13 July 2017, Sweetcrude, Lagos — Nigeria may have to wait much longer to actualise its dream of a sharp increase in oil price, as U.S. construction and fracking major Halliburton, believes the oil market crash that has lasted three years will cause oil prices to spike by the year 2020.
Quoting World Oil, Halliburton forecasts that an impressive spike in oil price will be noticed around 2020-2021.
Mark Richard Senior Vice President for Global Business Development, added that the oil industry has lost $2 trillion in investments due to chronically low prices.
“Sooner or later, the market is going to catch up,” Richard said. “You’ll see some kind of spike in the price of oil. Maybe somewhere around 2020-2021, but it’s got to catch up sooner or later.”
Production cuts by the Organization of Petroleum Exporting Countries (OPEC) had caused a rise in oil prices back in January, but new production from Nigeria, Libya, and the United States have erased all gains from the market.
Nigeria will not be joining the Organisation for Petroleum Exporting Countries, OPEC’s cap just yet, Sweetcrude Reports has learned.
According to sources close to the situation, the Minister for Petroleum, Ibe Kachukwu, has said that the country is just recovering from months of shut-in oil due to militancy, therefore, asking the country to cap production and export, is too soon.
Sweetcrude Reports also learned that Nigeria’s current production is still below 1.8 million barrels set for the country by OPEC.
“Nigeria’s production is still below OPEC’s 1.8 million barrels per day target for us so, we won’t be capping soon, and nobody can force us to. Whatever glut is in the market should be blamed on the U.S shale and not us. If anybody should be asked to cap, it should be the U.S but unfortunately, the country does not belong to any group,” he said.

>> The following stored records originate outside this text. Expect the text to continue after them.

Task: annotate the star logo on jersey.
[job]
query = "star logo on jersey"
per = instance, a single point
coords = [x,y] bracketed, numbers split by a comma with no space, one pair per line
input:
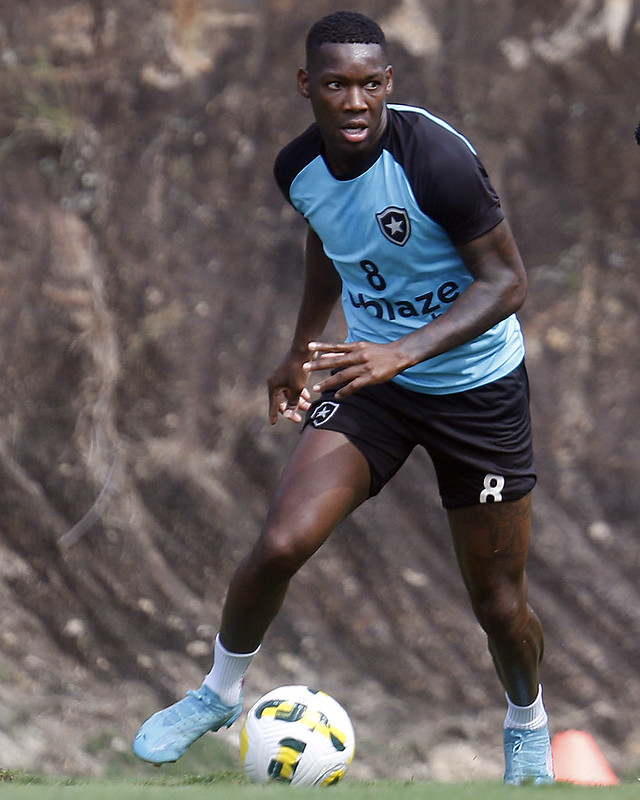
[323,413]
[394,224]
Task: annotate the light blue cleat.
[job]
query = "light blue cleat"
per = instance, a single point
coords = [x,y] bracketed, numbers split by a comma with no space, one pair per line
[165,736]
[528,757]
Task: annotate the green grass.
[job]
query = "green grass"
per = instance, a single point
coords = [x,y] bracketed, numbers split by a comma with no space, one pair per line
[234,786]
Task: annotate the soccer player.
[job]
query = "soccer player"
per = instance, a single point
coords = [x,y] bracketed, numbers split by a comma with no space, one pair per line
[405,227]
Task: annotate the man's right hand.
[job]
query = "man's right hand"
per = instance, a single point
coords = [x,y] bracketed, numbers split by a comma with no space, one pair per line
[288,394]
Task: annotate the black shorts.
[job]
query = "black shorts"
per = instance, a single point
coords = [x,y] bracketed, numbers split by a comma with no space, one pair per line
[479,440]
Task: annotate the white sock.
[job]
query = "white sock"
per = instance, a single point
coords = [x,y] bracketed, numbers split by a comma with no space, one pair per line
[526,717]
[227,674]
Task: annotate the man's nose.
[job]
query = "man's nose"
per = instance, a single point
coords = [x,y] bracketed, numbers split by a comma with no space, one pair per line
[355,100]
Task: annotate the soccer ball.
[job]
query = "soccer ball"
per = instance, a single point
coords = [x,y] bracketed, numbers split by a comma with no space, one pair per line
[298,736]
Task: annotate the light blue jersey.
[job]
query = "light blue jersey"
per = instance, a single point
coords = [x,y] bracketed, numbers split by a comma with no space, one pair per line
[392,229]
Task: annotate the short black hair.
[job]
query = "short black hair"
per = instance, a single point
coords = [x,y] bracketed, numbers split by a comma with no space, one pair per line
[344,27]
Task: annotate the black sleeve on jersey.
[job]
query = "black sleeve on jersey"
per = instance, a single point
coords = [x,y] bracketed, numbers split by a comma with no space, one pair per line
[295,156]
[449,181]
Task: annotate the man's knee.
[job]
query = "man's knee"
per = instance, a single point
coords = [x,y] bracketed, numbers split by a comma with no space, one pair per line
[278,555]
[502,612]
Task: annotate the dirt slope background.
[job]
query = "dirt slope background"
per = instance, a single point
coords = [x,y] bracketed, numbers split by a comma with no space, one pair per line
[149,271]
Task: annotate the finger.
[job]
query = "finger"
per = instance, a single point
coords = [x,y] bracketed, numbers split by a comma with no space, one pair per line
[328,347]
[274,408]
[327,361]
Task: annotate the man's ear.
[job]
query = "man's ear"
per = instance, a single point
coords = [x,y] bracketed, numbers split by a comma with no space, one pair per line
[388,73]
[303,82]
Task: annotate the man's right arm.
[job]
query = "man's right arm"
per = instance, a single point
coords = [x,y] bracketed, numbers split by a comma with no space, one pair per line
[322,287]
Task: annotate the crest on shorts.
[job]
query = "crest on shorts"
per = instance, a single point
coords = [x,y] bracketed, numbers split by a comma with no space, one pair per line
[394,224]
[323,413]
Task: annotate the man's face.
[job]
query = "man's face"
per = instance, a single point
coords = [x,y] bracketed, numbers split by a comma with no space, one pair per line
[348,85]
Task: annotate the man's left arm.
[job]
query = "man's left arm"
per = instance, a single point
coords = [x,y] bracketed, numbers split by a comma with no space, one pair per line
[497,291]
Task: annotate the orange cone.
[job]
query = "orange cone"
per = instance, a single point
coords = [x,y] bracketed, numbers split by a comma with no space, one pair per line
[577,758]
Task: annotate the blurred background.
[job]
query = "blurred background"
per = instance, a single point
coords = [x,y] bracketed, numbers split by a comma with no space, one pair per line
[149,277]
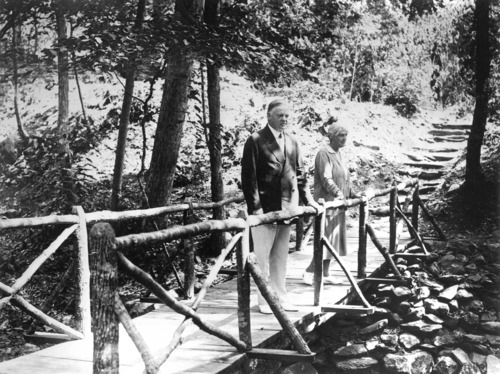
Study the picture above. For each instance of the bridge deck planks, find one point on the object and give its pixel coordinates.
(200, 352)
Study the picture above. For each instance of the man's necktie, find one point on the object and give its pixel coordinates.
(281, 141)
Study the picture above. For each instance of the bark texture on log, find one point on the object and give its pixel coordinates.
(273, 301)
(104, 283)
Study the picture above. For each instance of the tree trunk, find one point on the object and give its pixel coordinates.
(62, 70)
(218, 240)
(125, 117)
(63, 106)
(104, 286)
(172, 113)
(20, 127)
(474, 174)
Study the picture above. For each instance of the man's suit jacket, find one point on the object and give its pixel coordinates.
(270, 179)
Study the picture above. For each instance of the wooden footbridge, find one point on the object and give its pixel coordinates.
(221, 329)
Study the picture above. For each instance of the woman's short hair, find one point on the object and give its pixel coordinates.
(275, 103)
(335, 130)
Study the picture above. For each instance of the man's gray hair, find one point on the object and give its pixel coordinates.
(275, 103)
(335, 129)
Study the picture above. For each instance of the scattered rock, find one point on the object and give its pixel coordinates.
(451, 321)
(414, 314)
(475, 339)
(492, 365)
(469, 320)
(422, 293)
(382, 302)
(475, 306)
(385, 289)
(356, 365)
(488, 317)
(448, 294)
(374, 327)
(300, 367)
(390, 339)
(451, 278)
(445, 338)
(431, 318)
(452, 264)
(421, 327)
(381, 312)
(491, 327)
(464, 295)
(402, 292)
(432, 285)
(353, 350)
(371, 344)
(408, 340)
(460, 356)
(404, 307)
(445, 365)
(453, 304)
(432, 306)
(493, 340)
(478, 359)
(418, 362)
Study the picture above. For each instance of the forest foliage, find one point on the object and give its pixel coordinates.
(395, 52)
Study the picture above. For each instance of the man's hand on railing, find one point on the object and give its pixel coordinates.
(315, 205)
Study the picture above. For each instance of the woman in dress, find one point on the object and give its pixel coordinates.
(331, 181)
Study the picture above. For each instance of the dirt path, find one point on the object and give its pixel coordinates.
(447, 140)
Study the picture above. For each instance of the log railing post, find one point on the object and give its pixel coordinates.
(363, 208)
(299, 233)
(104, 282)
(415, 209)
(189, 269)
(243, 287)
(319, 231)
(392, 219)
(82, 312)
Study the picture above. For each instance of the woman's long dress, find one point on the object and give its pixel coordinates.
(331, 176)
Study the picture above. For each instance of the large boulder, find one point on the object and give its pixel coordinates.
(445, 365)
(356, 365)
(418, 362)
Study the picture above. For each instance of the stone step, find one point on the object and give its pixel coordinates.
(447, 157)
(431, 174)
(438, 150)
(454, 139)
(424, 190)
(425, 165)
(447, 132)
(452, 126)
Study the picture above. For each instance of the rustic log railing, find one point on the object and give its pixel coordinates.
(246, 266)
(76, 225)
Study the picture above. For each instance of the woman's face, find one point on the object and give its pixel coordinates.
(338, 140)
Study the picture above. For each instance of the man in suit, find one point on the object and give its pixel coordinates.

“Besides, if there are no more attacks from militants, we should be looking at managing output at about 1.7 million barrels per day for the next four to six months”, he added.
Nigeria currently battles low oil price as the country is in dire need of a high oil price to fund capital projects.
However, just when the country is beginning to recover from spates of attacks on its oil export pipelines, reports surfaced that it would be asked to cap production and export.
But sources close to the situation hinted Sweetcrude Reports that Nigeria will not agree to cap so soon.
Moreover, Kachikwu has said he will not be attending OPEC’s July 24 meeting, fueling speculations that the country may not give in to capping pressure from the Cartel.